Replies are listed 'Best First'.
Re: Pattern matching "dirty" data sources
by LameNerd (Hermit) on Apr 30, 2003 at 18:09 UTC
Re: Pattern matching "dirty" data sources
by pzbagel (Chaplain) on Apr 30, 2003 at 18:19 UTC
    You have two options.

    1. You can read the whole file in as one big line and then for a m//mg fo what you are looking for.

    { local $/=""; $file=<INFILE>; } #Now you can regex with m//mg all you want

    Those curly brackets in the snippet above are important, they change the scope of the local $/ (the input record separator) so you can clear it just for the duration of the assignment to $file.

    Option 2 is slightly different. Since it seems you are counting lines, this one might be better for what you are looking for. After you start reading an SQL line, simply keep reading until you hit the semicolon that concludes that line of code and concatenate everything together.

    while(<INFILE>){ chomp(); $line.=" " .$_; #This adds a space between each line if (/\;$/) { #This works as long as the last char on the line is ;, m +ay need to be tweaked. #regexes go here $line=""; }

    Cheers

Re: Pattern matching "dirty" data sources
by BrowserUk (Patriarch) on Apr 30, 2003 at 22:56 UTC

    I'm not at all sure I've read you question correctly, but is this the output you are looking for from your sample input? (The quotes are just a sanity check and easily removed)

    C:\test>254403 'V_PAID_USERS' 'V_OVERDUE' 'UNPAID_USERS' 'receipts'

    #! perl -slw use strict; $/ = ""; # Set paragraph mode (see Perlvar:$/) while( <DATA>) { m[(\w+)\s+as]i and print "'$1'"; } __DATA__ create view V_PAID_USERS as select * from users u, subcription s where u.user_id=s.user_id and s.balance =< 0; CREATE OR REPLACE VIEW V_OVERDUE AS select * from users u, subscription s where u.user_id=s.user_id and s.duedate > 60; create TABLE UNPAID_USERS as select * from users u, subcription s where u.user_id=s.user_id and s +.balance > 0; create view receipts as select * from unpaid_users;

    Setting $/ to '' enables paragraph mode, and which allows you to read each complete statement as a single string. Using the keyword "AS" as an anchor, seems to select the table or view name in each statement. You can easily change \w+ to be more selective about which ones get captured.

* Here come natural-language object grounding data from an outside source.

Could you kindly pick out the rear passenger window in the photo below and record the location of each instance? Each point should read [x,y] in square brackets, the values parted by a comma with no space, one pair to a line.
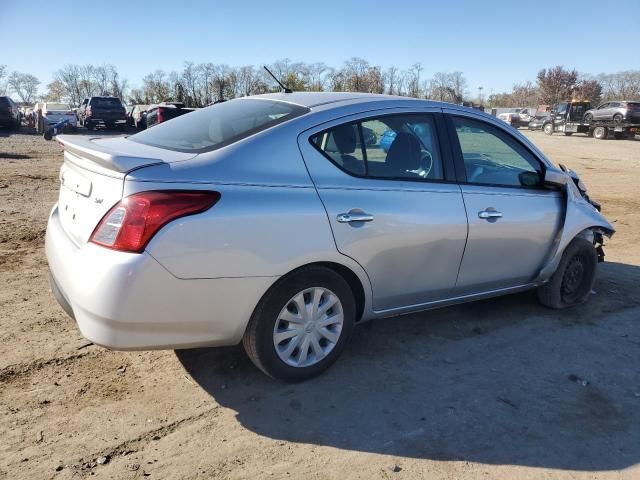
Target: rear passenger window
[388,147]
[491,157]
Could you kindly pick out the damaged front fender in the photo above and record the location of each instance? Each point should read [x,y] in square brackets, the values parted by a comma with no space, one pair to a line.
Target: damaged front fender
[581,219]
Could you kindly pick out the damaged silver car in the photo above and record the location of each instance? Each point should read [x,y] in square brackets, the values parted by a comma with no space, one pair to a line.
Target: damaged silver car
[283,220]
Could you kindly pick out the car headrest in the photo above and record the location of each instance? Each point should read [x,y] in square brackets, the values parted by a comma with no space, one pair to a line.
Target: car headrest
[345,138]
[404,153]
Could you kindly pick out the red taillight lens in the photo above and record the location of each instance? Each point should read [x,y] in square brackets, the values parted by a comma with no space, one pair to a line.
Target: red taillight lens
[131,223]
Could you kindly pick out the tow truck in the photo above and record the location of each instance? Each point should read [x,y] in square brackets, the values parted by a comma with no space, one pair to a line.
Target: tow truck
[568,118]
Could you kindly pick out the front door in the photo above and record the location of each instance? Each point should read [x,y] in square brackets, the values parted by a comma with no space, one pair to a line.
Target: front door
[512,218]
[383,182]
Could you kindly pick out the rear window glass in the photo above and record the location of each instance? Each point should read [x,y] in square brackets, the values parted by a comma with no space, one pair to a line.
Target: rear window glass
[218,125]
[102,102]
[57,106]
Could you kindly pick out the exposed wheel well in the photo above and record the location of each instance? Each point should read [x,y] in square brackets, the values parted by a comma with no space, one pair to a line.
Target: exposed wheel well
[349,276]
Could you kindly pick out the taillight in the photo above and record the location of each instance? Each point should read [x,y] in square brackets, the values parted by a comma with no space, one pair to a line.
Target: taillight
[131,223]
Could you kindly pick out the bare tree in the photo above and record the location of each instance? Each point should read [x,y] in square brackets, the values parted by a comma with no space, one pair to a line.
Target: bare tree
[24,85]
[3,83]
[556,84]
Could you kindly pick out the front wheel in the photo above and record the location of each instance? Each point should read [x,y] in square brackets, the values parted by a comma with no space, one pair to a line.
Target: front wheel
[301,325]
[573,280]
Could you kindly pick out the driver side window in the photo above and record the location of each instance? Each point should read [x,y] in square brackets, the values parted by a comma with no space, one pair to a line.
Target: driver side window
[492,158]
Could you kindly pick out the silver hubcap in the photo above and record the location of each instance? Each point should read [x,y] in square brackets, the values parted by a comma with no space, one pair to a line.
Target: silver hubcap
[308,327]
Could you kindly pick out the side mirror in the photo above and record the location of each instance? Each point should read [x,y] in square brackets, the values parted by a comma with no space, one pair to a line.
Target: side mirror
[555,178]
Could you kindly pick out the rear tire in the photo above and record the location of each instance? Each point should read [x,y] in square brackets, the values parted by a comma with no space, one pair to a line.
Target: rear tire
[600,133]
[573,280]
[267,320]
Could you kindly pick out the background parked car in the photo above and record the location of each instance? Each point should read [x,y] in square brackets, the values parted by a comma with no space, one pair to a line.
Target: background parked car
[512,118]
[9,113]
[139,116]
[53,113]
[107,111]
[165,111]
[537,121]
[617,111]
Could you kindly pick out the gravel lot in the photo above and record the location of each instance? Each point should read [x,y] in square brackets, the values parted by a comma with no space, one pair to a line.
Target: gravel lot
[486,390]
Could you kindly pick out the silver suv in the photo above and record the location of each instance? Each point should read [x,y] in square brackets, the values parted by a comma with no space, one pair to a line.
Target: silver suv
[617,111]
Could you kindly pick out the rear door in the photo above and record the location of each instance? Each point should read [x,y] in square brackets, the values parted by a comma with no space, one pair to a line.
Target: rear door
[396,208]
[512,218]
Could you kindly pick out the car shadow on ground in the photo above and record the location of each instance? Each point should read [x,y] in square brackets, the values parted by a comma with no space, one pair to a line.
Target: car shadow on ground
[501,381]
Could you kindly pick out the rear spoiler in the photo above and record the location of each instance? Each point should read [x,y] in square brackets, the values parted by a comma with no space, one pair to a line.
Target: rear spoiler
[86,148]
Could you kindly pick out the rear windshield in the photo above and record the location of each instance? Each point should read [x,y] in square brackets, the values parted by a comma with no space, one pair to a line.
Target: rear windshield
[218,125]
[106,102]
[57,106]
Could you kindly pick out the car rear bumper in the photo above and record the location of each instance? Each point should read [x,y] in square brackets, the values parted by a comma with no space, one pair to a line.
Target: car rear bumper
[107,120]
[128,301]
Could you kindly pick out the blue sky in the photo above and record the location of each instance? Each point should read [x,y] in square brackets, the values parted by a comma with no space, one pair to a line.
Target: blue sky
[495,43]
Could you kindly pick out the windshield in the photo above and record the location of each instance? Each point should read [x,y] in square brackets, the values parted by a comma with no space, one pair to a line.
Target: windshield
[106,102]
[57,106]
[218,125]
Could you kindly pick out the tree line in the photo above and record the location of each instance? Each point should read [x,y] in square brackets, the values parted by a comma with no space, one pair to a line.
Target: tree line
[198,85]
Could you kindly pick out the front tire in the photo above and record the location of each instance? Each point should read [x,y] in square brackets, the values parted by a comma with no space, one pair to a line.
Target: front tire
[573,280]
[301,325]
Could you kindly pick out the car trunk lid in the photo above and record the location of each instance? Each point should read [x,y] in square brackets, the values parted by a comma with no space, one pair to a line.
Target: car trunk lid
[92,178]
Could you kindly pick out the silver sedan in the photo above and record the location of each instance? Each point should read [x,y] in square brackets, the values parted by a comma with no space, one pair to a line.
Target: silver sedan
[283,220]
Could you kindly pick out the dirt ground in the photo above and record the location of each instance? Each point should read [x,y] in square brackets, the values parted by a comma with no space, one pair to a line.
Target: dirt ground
[500,389]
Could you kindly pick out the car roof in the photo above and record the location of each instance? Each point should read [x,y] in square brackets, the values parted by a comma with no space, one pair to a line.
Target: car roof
[315,99]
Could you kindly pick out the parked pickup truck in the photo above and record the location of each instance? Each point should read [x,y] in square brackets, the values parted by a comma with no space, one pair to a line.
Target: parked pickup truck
[165,111]
[107,111]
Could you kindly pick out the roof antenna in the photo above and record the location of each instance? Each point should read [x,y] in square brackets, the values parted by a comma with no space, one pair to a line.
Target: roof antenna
[286,90]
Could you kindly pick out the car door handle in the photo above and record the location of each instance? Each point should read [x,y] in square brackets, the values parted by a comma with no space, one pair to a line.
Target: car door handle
[354,217]
[487,214]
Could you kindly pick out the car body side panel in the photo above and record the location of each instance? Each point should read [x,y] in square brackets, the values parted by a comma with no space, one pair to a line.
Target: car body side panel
[509,250]
[251,232]
[580,215]
[412,249]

    As always, if I got it completely wrong, simply ignore me:)


    Examine what is said, not who speaks.
    1) When a distinguished but elderly scientist states that something is possible, he is almost certainly right. When he states that something is impossible, he is very probably wrong.
    2) The only way of discovering the limits of the possible is to venture a little way past them into the impossible
    3) Any sufficiently advanced technology is indistinguishable from magic.
    Arthur C. Clarke.
Re: Pattern matching "dirty" data sources
by dragonchild (Archbishop) on Apr 30, 2003 at 17:51 UTC
    What is it you're trying to accomplish? There are several better ways, but it all depends on where you're trying to go.

    ------
    We are the carpenters and bricklayers of the Information Age.

    Don't go borrowing trouble. For programmers, this means Worry only about what you need to implement.

    Please remember that I'm crufty and crochety. All opinions are purely mine and all code is untested, unless otherwise specified.

      I want to create a report listing:

      - all tables and views created in a script

      - all the used tables and views in a script

      for each script file we use to create the databases. Probably 50-80 scripts and around 40K LOC.

      My first approach is to parse the script file and extract the names from the create statements and the from clauses. Maybe there's a better way?